# Does Anybody Really Know what time it is?



## Caine (Jun 1, 2005)

Does anybody really care?

I posted a marinade/sauce recipe for shrimp on the Outdoor Cooking Forum, and after I posted I noticed the posting time was listed as 7:44 PM. Considering I posted this during my lunch hour in California, I am a bit confused.
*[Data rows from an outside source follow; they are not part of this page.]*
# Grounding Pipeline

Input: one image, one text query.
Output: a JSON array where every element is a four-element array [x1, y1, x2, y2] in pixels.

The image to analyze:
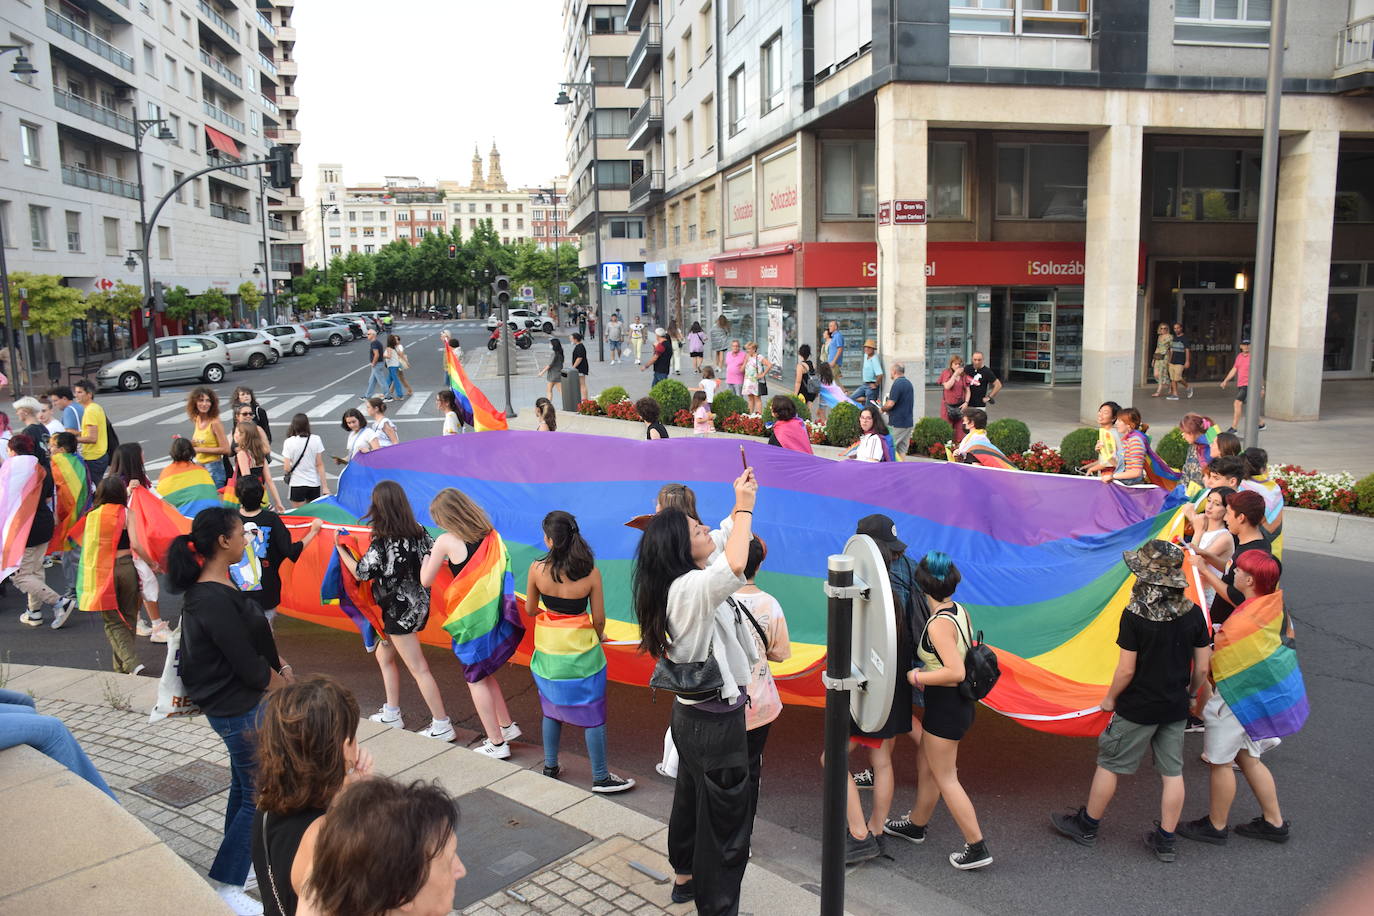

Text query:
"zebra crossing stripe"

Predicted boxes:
[[308, 394, 355, 419], [396, 391, 430, 416], [111, 401, 192, 427]]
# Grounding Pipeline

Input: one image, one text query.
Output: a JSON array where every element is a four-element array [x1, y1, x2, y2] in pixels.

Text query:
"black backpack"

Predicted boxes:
[[105, 415, 120, 453], [801, 360, 821, 397], [921, 605, 1001, 701]]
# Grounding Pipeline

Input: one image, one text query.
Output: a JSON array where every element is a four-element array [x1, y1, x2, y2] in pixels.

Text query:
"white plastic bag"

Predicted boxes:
[[148, 623, 200, 722]]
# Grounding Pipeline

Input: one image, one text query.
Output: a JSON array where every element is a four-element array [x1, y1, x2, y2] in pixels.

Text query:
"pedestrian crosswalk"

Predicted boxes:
[[396, 391, 430, 416], [308, 394, 355, 419]]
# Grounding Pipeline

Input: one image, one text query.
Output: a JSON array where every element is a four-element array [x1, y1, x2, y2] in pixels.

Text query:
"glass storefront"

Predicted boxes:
[[817, 292, 876, 381], [926, 288, 975, 384], [720, 288, 798, 382], [1325, 261, 1374, 377]]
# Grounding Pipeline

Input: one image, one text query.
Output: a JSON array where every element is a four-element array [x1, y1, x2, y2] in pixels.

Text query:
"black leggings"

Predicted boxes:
[[668, 701, 751, 916]]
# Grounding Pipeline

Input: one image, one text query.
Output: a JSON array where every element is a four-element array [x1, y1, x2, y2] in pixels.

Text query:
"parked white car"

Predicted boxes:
[[209, 329, 281, 369], [485, 308, 554, 334], [95, 336, 234, 391], [263, 323, 311, 357]]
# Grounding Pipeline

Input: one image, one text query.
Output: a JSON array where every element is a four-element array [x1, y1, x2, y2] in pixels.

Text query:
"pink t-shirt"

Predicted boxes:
[[693, 403, 712, 435], [1234, 351, 1251, 387], [725, 349, 748, 385]]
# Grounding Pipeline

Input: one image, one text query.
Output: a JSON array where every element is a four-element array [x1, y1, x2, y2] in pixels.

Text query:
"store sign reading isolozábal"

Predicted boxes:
[[761, 148, 798, 230], [726, 168, 756, 237]]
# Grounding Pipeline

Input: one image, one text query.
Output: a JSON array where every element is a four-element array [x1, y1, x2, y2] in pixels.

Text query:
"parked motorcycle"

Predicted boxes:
[[487, 325, 533, 351]]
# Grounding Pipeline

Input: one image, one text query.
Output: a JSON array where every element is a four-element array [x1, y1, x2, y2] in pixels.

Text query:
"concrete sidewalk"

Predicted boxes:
[[0, 664, 826, 916]]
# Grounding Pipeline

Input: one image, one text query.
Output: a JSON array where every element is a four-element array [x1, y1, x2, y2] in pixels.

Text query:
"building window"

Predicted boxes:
[[20, 123, 41, 167], [589, 56, 628, 84], [502, 218, 510, 229], [701, 97, 716, 152], [668, 128, 678, 174], [330, 245, 342, 256], [930, 142, 967, 219], [728, 67, 745, 136], [1175, 0, 1271, 45], [164, 54, 177, 85], [950, 1, 1090, 37], [362, 227, 374, 237], [364, 244, 375, 253], [188, 122, 198, 152], [997, 143, 1089, 220], [173, 170, 185, 202], [329, 227, 341, 237], [169, 114, 181, 145], [143, 43, 155, 74], [416, 227, 428, 237], [595, 108, 632, 138], [683, 113, 695, 163], [430, 210, 443, 220], [728, 0, 744, 28], [29, 205, 50, 248], [65, 211, 82, 253], [595, 161, 637, 188], [192, 179, 201, 207], [760, 33, 783, 114], [609, 218, 645, 238], [103, 217, 120, 255], [397, 211, 409, 220], [184, 66, 196, 98], [348, 211, 357, 221], [1151, 148, 1261, 221], [158, 225, 172, 259], [485, 203, 493, 213], [821, 140, 876, 219], [683, 29, 694, 79], [1335, 151, 1374, 222], [587, 5, 626, 33]]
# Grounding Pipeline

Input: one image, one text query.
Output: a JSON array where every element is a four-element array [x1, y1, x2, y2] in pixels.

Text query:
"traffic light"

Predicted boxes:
[[267, 145, 293, 188], [492, 275, 511, 314], [447, 244, 457, 259], [152, 280, 166, 313], [144, 297, 156, 325]]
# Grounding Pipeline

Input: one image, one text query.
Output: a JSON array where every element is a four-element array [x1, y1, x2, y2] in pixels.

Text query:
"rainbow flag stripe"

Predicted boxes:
[[49, 453, 89, 554], [530, 609, 608, 727], [445, 344, 508, 432], [966, 445, 1017, 471], [127, 487, 190, 573], [74, 504, 125, 612], [320, 531, 383, 650], [0, 456, 44, 580], [439, 530, 524, 682], [817, 382, 861, 411], [1135, 431, 1183, 490], [156, 462, 223, 518], [1213, 591, 1308, 740]]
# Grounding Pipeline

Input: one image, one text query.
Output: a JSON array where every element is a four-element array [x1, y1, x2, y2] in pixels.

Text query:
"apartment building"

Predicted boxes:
[[608, 0, 1374, 422], [0, 0, 306, 360], [561, 1, 653, 321]]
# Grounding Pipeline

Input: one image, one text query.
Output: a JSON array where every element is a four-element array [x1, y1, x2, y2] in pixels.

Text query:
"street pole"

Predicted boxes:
[[0, 217, 19, 396], [131, 112, 162, 397], [318, 200, 329, 274], [1244, 0, 1286, 446], [820, 554, 855, 916], [589, 75, 606, 363], [257, 169, 274, 323], [502, 295, 516, 419]]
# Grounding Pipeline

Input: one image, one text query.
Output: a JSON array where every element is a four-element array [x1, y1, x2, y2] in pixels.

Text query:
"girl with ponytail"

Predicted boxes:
[[524, 510, 633, 794], [172, 506, 292, 913]]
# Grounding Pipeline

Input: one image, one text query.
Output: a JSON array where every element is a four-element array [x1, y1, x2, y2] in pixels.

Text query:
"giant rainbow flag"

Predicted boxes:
[[444, 343, 508, 432], [1212, 590, 1308, 740], [276, 431, 1192, 738]]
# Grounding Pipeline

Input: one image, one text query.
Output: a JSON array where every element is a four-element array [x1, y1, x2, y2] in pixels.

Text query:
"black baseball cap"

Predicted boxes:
[[855, 514, 907, 555]]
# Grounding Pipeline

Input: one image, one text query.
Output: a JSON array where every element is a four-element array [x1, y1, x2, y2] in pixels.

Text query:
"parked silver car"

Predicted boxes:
[[210, 329, 281, 369], [263, 323, 311, 357], [95, 335, 234, 391]]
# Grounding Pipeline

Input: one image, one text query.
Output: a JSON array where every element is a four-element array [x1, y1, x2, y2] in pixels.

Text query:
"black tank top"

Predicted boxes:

Where is the server for this forum located?


----------



## buckytom (Jun 1, 2005)

umm, your'e 3 hours behind me, so (lunchtime) 1pm is 4pm here, and 3 hours 44 minutes ahead of me is in the middle of the atlantic, so i'd say it was on atlantis. i knew andy, elfie, and mj were getting a good deal out of this....


----------



## Andy M. (Jun 1, 2005)

Caine:

You have to set your time zone.

Click on User CP near the top of the page then click on Edit Options on the left side of the new page.  Scroll down to the date and time options and make the necesary changes for your time zone.


----------



## Dove (Jun 1, 2005)

Caine,
At the top of the page click on users pc and  and on the left click on users options,,scroll down the page and you will see where to choose pacific time
Marge~Dove


----------



## jkath (Jun 1, 2005)

When you choose your local time, choose this one:

"GMT -8 Pacific Time"


----------



## luvs (Jun 4, 2005)

i chose the proper time zone, but a post i make at midnight will come up as a 4am post.


----------